無人島に行くために、男は死んだ。生きたまま行けば、島は無人島ではなくなる。だから男は人間であることを辞めた。あるいは、人間を辞めたから、せっかくなので無人島に行くことにしたのかもしれない。

お葬式は全然人が来なくて恥ずかしかった。母は気を利かせてLINEの履歴に上から連絡していってくれたが、駆けつけてきたのは片手ほどだった。父母は初めて会う息子の友達を前に照れくさそうで、葬儀は呆気なく終わった。恋人は最後まで友達のふりをしていた。兄は泣き崩れていたが、誰の葬式でも号泣する人だった。

恋人が指先の遺骨をこっそりくすね(両親の許可はとらなかった)、身体と魂は別々に無人島に到着した。恋人は砂浜に枝を立てて、そこで初めて涙を溢した。言われていた通りに海に遺骨を撒いて、ひとつまみだけビニールに入れて持ち帰った。

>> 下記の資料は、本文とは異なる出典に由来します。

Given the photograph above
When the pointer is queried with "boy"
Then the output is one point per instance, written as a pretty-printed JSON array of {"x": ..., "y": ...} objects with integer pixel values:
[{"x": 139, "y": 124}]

魂は枝でひと休みして、体力が回復したところで島にひとつしかない山に登った。山頂には30分ほどで着いた。登ってしまえば何もなく、生きているときならばSNSなどを見ていただろうが、無いので風の音を聴いた。海へと吹き下りる風に乗り、海岸が遠く見えなくなる辺りまで離れたところで、魂は広がってほどけた。